I’m really pleased to have had a print chosen for the Salisbury Print Open. And so from Wednesday evening (1st October) it should be possible to see the print ‘Longing Cabinet’ and the block ‘Longing Cabinet’ it was made from showing side by side* for a month.

*via a line almost straight up the country from Salisbury Arts Centre to Neo Gallery, Bolton.

box plot printing

September 8, 2014

plot box in printing 1

plot box in printing 2

plot print

I’ve been rolling out the ink, rolling on the ink, laying flat the paper and fabric, smoothing over the surfaces and giving them all a good hard rubbing with a barren and my hands. So far s’okay.

The cotton can take the print much better than the Zercal paper can, lovely as it is. The cotton can get into the dips of the brushstrokes left on the surface from the paint job the box got in one of it’s former lives. The cotton wraps around the box with ease, when I manage to put it on correctly and leaves the box looking extra special.  It reminds me of the post in India, where I am told, all parcels are sewn up inside white cotton fabric, to keep them safe. What a wonderful way to receive parcels, I wonder if the recipient sits with a quick pick taking apart the seams carefully, refolding the fabric and storing it for another day before setting to the contents of their parcel.

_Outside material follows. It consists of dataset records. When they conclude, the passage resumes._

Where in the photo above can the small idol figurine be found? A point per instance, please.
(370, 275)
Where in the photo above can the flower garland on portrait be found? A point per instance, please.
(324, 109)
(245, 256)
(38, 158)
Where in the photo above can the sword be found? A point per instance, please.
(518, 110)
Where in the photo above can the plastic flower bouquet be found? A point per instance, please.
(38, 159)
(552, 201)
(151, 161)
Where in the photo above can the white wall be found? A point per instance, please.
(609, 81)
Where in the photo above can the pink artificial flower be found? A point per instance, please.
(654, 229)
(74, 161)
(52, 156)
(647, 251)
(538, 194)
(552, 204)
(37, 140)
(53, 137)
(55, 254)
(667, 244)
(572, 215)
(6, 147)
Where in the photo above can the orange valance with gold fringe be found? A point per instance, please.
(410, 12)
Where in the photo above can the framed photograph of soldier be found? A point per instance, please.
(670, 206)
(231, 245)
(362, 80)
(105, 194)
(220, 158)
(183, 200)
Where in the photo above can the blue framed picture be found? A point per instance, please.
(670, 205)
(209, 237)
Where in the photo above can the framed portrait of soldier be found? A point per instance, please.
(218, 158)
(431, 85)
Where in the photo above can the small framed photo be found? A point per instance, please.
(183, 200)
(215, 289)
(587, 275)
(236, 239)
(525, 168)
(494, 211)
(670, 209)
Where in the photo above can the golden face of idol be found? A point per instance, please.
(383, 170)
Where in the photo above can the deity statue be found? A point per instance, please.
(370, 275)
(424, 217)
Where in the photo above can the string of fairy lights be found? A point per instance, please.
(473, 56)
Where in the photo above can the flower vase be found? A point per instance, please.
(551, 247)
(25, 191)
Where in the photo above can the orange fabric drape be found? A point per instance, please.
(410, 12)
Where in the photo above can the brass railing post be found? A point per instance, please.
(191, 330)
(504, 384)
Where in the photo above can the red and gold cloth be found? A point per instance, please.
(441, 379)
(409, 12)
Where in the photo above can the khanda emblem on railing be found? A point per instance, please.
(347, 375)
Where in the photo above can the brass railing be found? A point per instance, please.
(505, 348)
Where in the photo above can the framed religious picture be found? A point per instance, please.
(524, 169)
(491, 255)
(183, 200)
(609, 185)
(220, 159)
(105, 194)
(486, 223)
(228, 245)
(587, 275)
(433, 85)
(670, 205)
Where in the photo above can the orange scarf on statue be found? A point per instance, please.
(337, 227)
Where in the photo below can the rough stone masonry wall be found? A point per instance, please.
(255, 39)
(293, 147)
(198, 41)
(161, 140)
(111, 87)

I would. Like a parcel wrapped and waiting, the wrapping of the box adds to the wonder and tension of the contained unit. I’m still printing and working with the box, I’m also fighting the temptation to leave the fabric on at the end of all the process.

IMG_5197

I’m really pleased to say that the cabinet I cut as part of the Longing Series was selected for the Neo Print Prize. It will be showing at Neo Gallery in Bolton until 2nd November.  I went to see the show this weekend and felt most honoured to have been selected alongside the other printmakers there. It was a great and varied show and well worth a visit if you are anywhere nearby. Too many good works to mention but for now some that caught my eye and, in parts I think, have shared concerns:  Rosey PrinceKaori HommaFiona GradySusan Eyre. Thanks go to the selectors and all at Neo for making the prize happen.

Seeing the cabinet in the centre of a gallery space, rather than it’s original station in the dusty eves of the Islington Mill loft or it’s more recent placement in my living room, was an interesting affair. The cabinet and it’s print were submitted separately for the print prize. In it’s making I felt that the block had become just as important, if not more so, than the print. When the cabinet and not it’s print got selected I wondered if the cabinet could actually stand up on it’s own as a piece of work, without the print to make sense of it. I’m still not sure. The cabinet seemed to puzzle it’s audience, how did I do it, had I burnt it? I wonder if it gets mistaken for a print made onto the cabinet. Does it matter if it does?